198 participants were analyzed; CP101 (n=102) and placebo (n=96). Overall, 27.5% with a first recurrence and 62.7% diagnosed by PCR-based testing. The proportion without CDI recurrence through Week 8 was significantly higher in the CP101 group compared to placebo (74.5% [76/102] vs 61.5% [59/96], p=0.0488) with durable efficacy observed through Week 24 (73.5% [75/102] vs 59.4% [57/96], p=0.0347). Similar efficacy was observed regardless of diagnostic modality or number of CDI recurrences. Rapid and durable increase in microbiome diversity was observed in the CP101 group compared to placebo. The incidence of adverse events was similar between the two groups.

Conclusions

CP101 was superior to placebo in reducing recurrent CDI with a safety profile similar to placebo. https://clinicaltrials.gov/study/NCT03110133

查看原文

微信好友朋友圈 QQ好友复制链接

本刊更多论文

用于预防艰难梭菌复发感染的全方位口服微生物组疗法 CP101 的安全性和耐受性：2期随机对照试验。

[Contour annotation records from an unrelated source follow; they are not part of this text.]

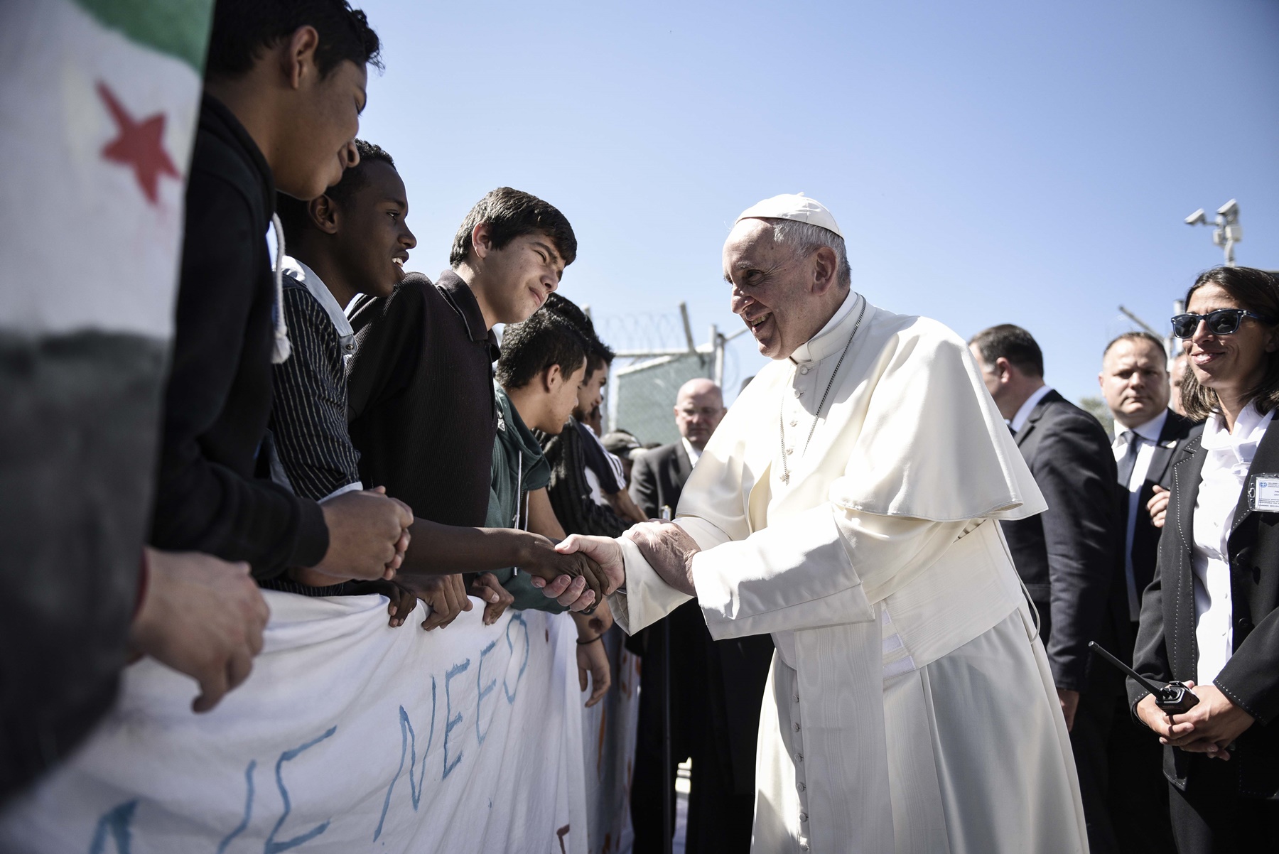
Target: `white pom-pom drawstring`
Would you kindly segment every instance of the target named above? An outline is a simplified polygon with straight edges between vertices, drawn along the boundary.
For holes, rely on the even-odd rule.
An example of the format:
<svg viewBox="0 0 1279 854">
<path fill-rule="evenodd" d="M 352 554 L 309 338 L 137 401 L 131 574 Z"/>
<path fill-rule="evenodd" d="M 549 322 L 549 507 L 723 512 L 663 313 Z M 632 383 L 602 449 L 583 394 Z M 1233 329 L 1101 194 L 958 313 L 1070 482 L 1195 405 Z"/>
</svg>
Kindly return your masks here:
<svg viewBox="0 0 1279 854">
<path fill-rule="evenodd" d="M 271 309 L 275 344 L 271 363 L 279 364 L 289 358 L 293 346 L 289 344 L 289 327 L 284 323 L 284 225 L 275 214 L 271 214 L 271 229 L 275 231 L 275 307 Z"/>
</svg>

背景和目的复发性艰难梭菌感染（CDI）仍然很常见。虽然新型微生物组疗法已获得批准，但全方位口服微生物组疗法的疗效尚不清楚。本研究旨在确定口服微生物组疗法 CP101 的安全性和疗效，以在广泛人群中恢复多样化的微生物组并预防复发性 CDI。方法我们在复发性 CDI 成人患者中开展了一项多中心、2 期、双盲、随机、安慰剂对照试验。试验对象包括复发过一次或多次 CDI 并经 PCR 或毒素 EIA 诊断为合格病例的患者。参与者按 1:1 随机分配，在使用标准护理 (SOC) 抗生素后，接受单剂量口服 CP101（6 x 1011 CFU 的冻干微生物细胞）或安慰剂。主要疗效终点是在第 8 周内无 CDI 复发的参与者比例。对第8周和24周的安全性、疗效和微生物组终点进行了评估，分析了198名参与者的结果；CP101（n=102）和安慰剂（n=96）。总体而言，27.5%的患者首次复发，62.7%通过PCR检测确诊。与安慰剂相比，CP101 组在第 8 周未复发 CDI 的比例明显更高（74.5% [76/102] vs 61.5% [59/96]，p=0.0488），且疗效持续到第 24 周（73.5% [75/102] vs 59.4% [57/96]，p=0.0347）。无论诊断方式或CDI复发次数如何，都观察到了相似的疗效。与安慰剂相比，CP101 组的微生物群多样性出现了快速而持久的增长。两组的不良反应发生率相似。结论CP101在减少CDI复发方面优于安慰剂，其安全性与安慰剂相似。https://clinicaltrials.gov/study/NCT03110133。

本文章由计算机程序翻译，如有差异，请以英文原文为准。

求助全文

约1分钟内获得全文去求助

来源期刊

Gastroenterology 医学-胃肠肝病学

CiteScore

45.60

自引率

2.40%

发文量

4366

审稿时长

26 days

期刊介绍： Gastroenterology is the most prominent journal in the field of gastrointestinal disease. It is the flagship journal of the American Gastroenterological Association and delivers authoritative coverage of clinical, translational, and basic studies of all aspects of the digestive system, including the liver and pancreas, as well as nutrition. Some regular features of Gastroenterology include original research studies by leading authorities, comprehensive reviews and perspectives on important topics in adult and pediatric gastroenterology and hepatology. The journal also includes features such as editorials, correspondence, and commentaries, as well as special sections like "Mentoring, Education and Training Corner," "Diversity, Equity and Inclusion in GI," "Gastro Digest," "Gastro Curbside Consult," and "Gastro Grand Rounds." Gastroenterology also provides digital media materials such as videos and "GI Rapid Reel" animations. It is abstracted and indexed in various databases including Scopus, Biological Abstracts, Current Contents, Embase, Nutrition Abstracts, Chemical Abstracts, Current Awareness in Biological Sciences, PubMed/Medline, and the Science Citation Index.